In a recent decision the New Jersey Appellate Court held that a lawsuit by a condominium association against the developer and other parties responsible for the negligent design and construction of a condominium, that was filed more than six years after substantial completion of construction, was not barred because the six year statute of limitations that runs from substantial completion was deferred until the association received a report from its engineer identifying the various construction defects in the property.[1]  While prior decisions of the New Jersey courts have held that such claims are, at a minimum, deferred until the unit owners gain control of the Board,[2] the Palisades Court found that the association was entitled to the benefit of the “discovery rule,” which defers the limitations period until a party knew, or should have discovered by reasonable diligence, that a claim exists.

The statute of limitations for construction defect claims generally begins to run upon substantial completion, but the equitable principle of tolling may be applied to condominium associations’ claims to defer the running of the limitations period.  For example, in Palisades, construction was substantially complete on May 1, 2002.  The unit owners, however, did not gain full control of the Board until July 2006.  Shortly after gaining control, the board retained an engineering company to undertake an evaluation of the property and in June 2007 a report was supplied to the board identifying various construction defects.

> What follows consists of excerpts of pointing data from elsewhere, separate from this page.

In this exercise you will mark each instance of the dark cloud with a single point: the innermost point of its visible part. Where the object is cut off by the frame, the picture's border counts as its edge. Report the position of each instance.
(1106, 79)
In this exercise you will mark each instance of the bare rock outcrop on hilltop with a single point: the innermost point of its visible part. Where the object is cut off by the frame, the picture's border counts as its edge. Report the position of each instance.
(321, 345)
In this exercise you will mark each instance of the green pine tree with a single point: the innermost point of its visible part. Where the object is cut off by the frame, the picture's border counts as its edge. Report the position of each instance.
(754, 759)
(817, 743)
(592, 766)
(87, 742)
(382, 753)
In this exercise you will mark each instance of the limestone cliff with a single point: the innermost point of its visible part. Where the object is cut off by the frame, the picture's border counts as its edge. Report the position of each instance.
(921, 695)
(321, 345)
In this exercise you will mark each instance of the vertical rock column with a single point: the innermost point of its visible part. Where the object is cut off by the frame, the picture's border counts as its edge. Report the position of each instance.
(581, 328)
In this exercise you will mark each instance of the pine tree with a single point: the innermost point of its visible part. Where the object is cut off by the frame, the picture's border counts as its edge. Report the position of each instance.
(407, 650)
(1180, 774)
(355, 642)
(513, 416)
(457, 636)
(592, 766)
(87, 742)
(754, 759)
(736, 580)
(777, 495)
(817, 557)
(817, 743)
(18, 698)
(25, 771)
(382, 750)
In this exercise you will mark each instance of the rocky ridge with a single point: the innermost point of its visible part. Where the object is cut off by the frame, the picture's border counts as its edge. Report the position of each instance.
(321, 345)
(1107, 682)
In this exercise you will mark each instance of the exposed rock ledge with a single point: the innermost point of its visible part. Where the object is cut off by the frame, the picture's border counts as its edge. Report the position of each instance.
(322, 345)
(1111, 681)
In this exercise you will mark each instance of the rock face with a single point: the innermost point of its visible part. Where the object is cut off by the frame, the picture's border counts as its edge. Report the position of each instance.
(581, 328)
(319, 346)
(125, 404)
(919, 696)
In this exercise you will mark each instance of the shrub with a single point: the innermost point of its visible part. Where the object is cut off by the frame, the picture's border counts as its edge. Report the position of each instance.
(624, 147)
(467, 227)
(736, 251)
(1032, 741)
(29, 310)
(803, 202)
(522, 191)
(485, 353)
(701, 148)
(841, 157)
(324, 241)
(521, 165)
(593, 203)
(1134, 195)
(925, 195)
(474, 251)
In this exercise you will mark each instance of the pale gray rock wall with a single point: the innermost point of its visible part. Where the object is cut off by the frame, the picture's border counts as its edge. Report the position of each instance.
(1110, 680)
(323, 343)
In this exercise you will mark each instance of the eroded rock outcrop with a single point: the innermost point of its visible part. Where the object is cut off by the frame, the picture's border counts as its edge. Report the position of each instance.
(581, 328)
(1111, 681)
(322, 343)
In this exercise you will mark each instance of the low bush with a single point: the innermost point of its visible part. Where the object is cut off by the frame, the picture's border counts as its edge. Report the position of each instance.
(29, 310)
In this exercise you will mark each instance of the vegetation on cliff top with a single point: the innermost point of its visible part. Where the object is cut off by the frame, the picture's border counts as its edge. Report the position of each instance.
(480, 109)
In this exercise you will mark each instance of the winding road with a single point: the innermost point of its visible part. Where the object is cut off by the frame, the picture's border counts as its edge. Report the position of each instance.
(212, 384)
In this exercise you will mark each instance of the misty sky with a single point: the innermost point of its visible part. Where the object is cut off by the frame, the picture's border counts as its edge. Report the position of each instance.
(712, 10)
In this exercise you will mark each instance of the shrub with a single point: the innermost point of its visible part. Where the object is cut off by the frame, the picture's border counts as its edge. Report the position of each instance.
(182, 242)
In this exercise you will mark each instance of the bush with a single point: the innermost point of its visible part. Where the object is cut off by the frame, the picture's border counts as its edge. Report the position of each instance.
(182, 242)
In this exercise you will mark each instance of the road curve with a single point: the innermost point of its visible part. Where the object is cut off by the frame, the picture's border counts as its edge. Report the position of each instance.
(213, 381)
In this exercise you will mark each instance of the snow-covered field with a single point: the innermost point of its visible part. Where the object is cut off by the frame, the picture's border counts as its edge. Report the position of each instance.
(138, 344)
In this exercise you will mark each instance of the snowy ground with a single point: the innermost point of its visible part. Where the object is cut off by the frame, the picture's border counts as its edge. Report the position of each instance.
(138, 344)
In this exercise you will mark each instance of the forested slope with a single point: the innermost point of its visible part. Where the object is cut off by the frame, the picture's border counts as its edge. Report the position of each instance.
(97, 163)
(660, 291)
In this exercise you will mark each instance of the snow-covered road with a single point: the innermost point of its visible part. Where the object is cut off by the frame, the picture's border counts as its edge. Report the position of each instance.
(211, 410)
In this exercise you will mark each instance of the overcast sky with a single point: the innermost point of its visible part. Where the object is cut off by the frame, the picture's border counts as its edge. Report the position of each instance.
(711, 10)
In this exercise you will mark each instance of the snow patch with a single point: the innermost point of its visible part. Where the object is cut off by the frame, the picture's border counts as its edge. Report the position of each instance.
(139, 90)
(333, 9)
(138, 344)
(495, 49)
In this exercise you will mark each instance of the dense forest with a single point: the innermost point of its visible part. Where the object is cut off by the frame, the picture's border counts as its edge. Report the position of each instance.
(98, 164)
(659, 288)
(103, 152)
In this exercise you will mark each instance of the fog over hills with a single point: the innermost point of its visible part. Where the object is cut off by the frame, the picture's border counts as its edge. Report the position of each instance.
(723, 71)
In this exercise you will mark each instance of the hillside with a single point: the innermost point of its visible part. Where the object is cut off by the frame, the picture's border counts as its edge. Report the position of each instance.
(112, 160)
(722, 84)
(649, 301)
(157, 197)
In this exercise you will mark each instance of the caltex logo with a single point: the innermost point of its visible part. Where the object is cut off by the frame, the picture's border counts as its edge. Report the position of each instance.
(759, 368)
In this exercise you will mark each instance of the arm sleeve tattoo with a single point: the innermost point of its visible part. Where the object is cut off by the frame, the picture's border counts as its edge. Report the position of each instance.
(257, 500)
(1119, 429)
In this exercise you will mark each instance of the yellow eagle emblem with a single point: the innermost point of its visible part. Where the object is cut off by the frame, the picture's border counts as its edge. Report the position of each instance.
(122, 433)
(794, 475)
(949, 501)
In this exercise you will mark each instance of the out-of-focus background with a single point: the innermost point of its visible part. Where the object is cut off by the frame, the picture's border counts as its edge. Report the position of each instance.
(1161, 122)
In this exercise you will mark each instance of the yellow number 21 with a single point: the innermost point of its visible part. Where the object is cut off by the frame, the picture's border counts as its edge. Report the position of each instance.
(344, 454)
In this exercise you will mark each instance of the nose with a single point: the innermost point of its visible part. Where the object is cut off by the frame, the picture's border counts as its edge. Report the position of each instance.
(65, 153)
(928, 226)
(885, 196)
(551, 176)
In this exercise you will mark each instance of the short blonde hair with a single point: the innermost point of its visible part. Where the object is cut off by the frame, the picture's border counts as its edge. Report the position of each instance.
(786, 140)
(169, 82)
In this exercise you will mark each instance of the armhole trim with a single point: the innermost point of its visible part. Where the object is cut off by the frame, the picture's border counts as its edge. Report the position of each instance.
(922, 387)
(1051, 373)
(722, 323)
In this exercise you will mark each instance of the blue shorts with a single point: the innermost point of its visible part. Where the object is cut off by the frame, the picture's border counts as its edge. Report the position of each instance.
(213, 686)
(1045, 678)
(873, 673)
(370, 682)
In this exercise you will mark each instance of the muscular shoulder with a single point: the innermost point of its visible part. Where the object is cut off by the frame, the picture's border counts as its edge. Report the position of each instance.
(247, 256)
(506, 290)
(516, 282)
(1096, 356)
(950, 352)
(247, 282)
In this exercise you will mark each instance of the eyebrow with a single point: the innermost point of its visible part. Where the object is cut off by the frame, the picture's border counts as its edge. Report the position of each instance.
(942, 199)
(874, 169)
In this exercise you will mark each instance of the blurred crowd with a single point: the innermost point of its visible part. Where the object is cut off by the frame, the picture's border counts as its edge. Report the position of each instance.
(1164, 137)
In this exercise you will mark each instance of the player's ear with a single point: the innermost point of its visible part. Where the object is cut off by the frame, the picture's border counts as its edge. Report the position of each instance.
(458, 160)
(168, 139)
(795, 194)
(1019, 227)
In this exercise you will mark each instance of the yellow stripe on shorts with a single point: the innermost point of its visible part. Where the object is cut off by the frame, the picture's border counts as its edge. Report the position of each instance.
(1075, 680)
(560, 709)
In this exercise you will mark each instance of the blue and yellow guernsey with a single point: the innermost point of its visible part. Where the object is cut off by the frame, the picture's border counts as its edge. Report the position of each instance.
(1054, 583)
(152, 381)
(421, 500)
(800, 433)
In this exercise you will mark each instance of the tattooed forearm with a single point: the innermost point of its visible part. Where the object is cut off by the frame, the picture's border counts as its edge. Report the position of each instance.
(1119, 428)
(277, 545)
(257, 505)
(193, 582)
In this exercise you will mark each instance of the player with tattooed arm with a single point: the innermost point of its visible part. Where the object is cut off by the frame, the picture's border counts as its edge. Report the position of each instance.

On March 12, 2009, the association filed a complaint in the Superior Court of New Jersey against the construction defendants based on the findings in the June 2007 report.  The construction defendants sought dismissal of the complaint arguing that at the time the engineering report was produced one year still remained on the six year limitations period and therefore the association had ample amount of time to seek recourse and equitable tolling ought not to apply.  On appeal, the Appellate Division reversed the decision of trial and rejected the argument of the defendants, finding that the discovery rule deferred the limitations period until the engineering report was supplied because that is when the board first discovered, through reasonable diligence, that a claim existed.

The decision in Palisades is significant because it affirms that the discovery rule applies to construction defect claims by a condominium association.[3] It is important that associations act with reasonable diligence to discover potential construction defects and timely assert any claims for damages.  If your condominium has recently transitioned from developer to unit owner control, we suggest that you immediately consult with an attorney.

[1] See The Palisades at Fort Lee Condominium Ass’n Inc. v. 100 Old Palisade LLC, Docket No. A-4292-13T3 at

[2] See e.g., Terrace Condominium v. Midlantic National Bank, 268 N.J. Super. 488, 503 (Law Div. 1993) (limitations period tolled when unit owners are not in control of board ); accord Skyline Condominium Assoc. v. Falkin, Nos. A-3913-98, A-3860-98, A-3792-98 (App. Div. Sept. 10, 2001) (inability of association to commence action until unit owners acquired control of association mitigates barring complaint as untimely).

[3] See also Belmont Condo. Ass'n, Inc. v. Geibel, 432 N.J. Super. 52 (App. Div. 2013) (pursuant to discovery rule, statute of limitations on condominium association's Consumer Fraud Act (CFA) claim against developer was tolled until property manager had reason to believe that it had suffered an ascertainable loss from water leaks).